Denise Hogan, January 1, 2012 (view all comments by Denise Hogan)
An absolutely fascinating account of the lead-up to to WWI. With all the advantages of hindsight and a wry, blunt assessment of the personalities of players large and small, the author leads us through the mistakes, miscalculations, hubris and courage that started this war and turned it into the years-long slogging trench war that it became.
It's a gripping tale, chock full of oh-so-very-human characters from all sides. The 'what ifs' of this action or that decision abound. I have to admit that for a good way through the book I couldn't shake the idea that the Western powers were in deep, deep trouble.
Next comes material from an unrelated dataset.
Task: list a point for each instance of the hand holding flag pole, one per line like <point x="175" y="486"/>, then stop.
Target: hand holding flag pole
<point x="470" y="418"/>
Surely Germany, with its superior planning, manpower and early advantages was going to win. No spoiler here - we all know how it turned out but Tuchman effectively sucks us into the now of the early 20th century and sweeps us along on a grand unfolding saga.
We're introduced to unlikely heroes and cement-footed commanders. And Maps. I do love a book with maps...troop placements...strategic planning... For someone who had never really thought about how exactly one fights a war, i.e., where do you put your troops?, and how many?, how to keep supply lines open and accessible? how in an age before satellites and air reconnaissance do you know what the enemy is doing?, this was an eye-opener.
Dances With Trout, December 2, 2009 (view all comments by Dances With Trout)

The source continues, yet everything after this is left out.